# Koodoo Mobile



## mpuk

So there's a new provider that is advertising no contracts and low rates for the 3 phones they offer in Canada:

Koodo Mobile

Question is, anyone know what technology they are using; i.e. if i sign up for a package with them, and a few months down the road; decide to get an iPhone, will I be able to use it on their network?


----------



## briMac

Koodoo is Telus' discount brand from what I have heard (Think Solo to Bell as Fido is to Roger's is what Koodoo is to Telus). Again, that's just what I heard. Anywhoo, as such, it uses the CDMA network so a no go on the iPhone.

Brian


----------



## mpuk

briMac said:


> Koodoo is Telus' discount brand from what I have heard (Think Solo to Bell as Fido is to Roger's is what Koodoo is to Telus). Again, that's just what I heard. Anywhoo, as such, it uses the CDMA network so a no go on the iPhone.
> 
> Brian


Doh. CDMA...

Well, thanks for the quick reply.


----------



## 20DDan

It's not just hearsay ... it is owned by Telus. I checked out the packages... most actually suck... nearly EVERYTHING is an "add-on" type feature so it grows (the plan amount that is).


----------



## Puccasaurus

And might I add, they have the dumbest ads I've ever seen. If I hadn't read about Koodo on some cellphone forum I never would've known what they were about. The name's not ideal either. Koodoo, Koodu, Koodo, Kudu? It could be spelled in so many ways. 

OK, I'm just grumpy because I spent an evening trying to fix a PC. Tried Ubuntu (screen res wouldn't change; wouldn't connect to WiFi) and then reinstalling Vista (it won't install over the Linux partitions). Now that I'm home I feel like hugging my Mac


----------



## 20DDan

Puccasaurus said:


> And might I add, they have the dumbest ads I've ever seen. If I hadn't read about Koodo on some cellphone forum I never would've known what they were about. The name's not ideal either. Koodoo, Koodu, Koodo, Kudu? It could be spelled in so many ways.
> 
> OK, I'm just grumpy because I spent an evening trying to fix a PC. Tried Ubuntu (screen res wouldn't change; wouldn't connect to WiFi) and then reinstalling Vista (it won't install over the Linux partitions). Now that I'm home I feel like hugging my Mac


lol ouch! That sounds like it sucked! I tried simply to help a non computer literate person to install a program over the phone on a Windows PC, oh man did that make me angry! With Mac, remote desktop solves it ALL!


----------



## Wako

Puccasaurus said:


> The name's not ideal either. Koodoo, Koodu, Koodo, Kudu? It could be spelled in so many ways.

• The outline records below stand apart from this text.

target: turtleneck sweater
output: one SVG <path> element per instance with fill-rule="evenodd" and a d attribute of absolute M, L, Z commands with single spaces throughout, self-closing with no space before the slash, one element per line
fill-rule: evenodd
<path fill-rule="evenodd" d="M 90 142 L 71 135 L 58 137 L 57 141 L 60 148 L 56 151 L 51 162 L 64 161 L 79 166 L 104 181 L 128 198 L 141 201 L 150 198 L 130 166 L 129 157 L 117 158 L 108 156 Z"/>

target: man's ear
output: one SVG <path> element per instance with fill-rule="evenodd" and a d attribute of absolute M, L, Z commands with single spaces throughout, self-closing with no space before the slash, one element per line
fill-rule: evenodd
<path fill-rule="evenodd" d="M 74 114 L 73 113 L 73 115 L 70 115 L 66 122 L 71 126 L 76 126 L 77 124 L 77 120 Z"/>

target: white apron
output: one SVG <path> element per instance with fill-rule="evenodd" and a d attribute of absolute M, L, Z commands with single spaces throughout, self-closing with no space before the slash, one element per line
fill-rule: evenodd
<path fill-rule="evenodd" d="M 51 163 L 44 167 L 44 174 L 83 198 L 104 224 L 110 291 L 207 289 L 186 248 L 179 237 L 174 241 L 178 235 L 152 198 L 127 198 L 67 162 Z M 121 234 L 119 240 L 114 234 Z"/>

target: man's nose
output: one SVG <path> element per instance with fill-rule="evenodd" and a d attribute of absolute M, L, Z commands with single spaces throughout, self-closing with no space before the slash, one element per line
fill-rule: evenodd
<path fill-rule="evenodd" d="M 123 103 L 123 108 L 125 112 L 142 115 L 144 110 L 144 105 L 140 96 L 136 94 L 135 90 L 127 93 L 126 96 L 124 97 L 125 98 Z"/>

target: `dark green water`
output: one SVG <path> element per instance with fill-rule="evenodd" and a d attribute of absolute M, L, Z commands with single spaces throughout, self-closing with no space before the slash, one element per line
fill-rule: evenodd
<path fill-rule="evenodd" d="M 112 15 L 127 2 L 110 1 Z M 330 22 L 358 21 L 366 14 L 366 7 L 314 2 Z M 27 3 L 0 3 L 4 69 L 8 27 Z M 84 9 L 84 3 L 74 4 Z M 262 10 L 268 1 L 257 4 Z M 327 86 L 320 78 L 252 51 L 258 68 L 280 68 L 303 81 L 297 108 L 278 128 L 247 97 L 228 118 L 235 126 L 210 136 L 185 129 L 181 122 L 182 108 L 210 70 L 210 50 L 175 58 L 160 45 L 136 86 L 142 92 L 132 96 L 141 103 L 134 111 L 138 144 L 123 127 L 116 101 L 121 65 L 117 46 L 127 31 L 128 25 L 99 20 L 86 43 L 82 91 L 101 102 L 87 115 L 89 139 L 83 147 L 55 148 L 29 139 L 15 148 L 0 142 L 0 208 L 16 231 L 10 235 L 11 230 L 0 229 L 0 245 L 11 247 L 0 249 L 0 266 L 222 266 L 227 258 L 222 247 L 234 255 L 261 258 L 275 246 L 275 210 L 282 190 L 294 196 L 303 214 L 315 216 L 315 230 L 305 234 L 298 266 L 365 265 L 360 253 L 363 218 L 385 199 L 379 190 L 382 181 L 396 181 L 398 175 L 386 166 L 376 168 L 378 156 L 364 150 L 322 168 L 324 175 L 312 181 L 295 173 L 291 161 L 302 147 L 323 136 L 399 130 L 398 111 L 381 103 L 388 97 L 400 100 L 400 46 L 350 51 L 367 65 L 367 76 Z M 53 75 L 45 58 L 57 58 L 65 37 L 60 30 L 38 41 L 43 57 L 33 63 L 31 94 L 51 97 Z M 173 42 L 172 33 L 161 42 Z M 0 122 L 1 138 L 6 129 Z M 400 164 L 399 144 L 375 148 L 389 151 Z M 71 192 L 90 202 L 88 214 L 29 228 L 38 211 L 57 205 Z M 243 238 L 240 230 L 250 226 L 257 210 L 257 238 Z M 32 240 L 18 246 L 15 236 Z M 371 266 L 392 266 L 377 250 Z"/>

Well, they actually write it Koodo, not Koodoo. That leaves Kudo and Koodo which sounds the same. Also, the ads are EXTREMELY targetted, and although you think they suck, my guess is that they aim teenagers, 16-19 or so. Note their plans will suite more for this type of public. If it wasn't for the iPhone, I'd probably switch to there, and get the basic plan with unlimited incoming. Totals 25$ (possibly + 911) plus tax, unlike Fido/Rogers/Any other which would be 25$ + 6.95$ + thisandthat + tax.


----------



## 9780

7gabriel5elpher said:


> With Mac, remote desktop solves it ALL!


And of course no such thing exists on the Windows side..........  

Patrix


----------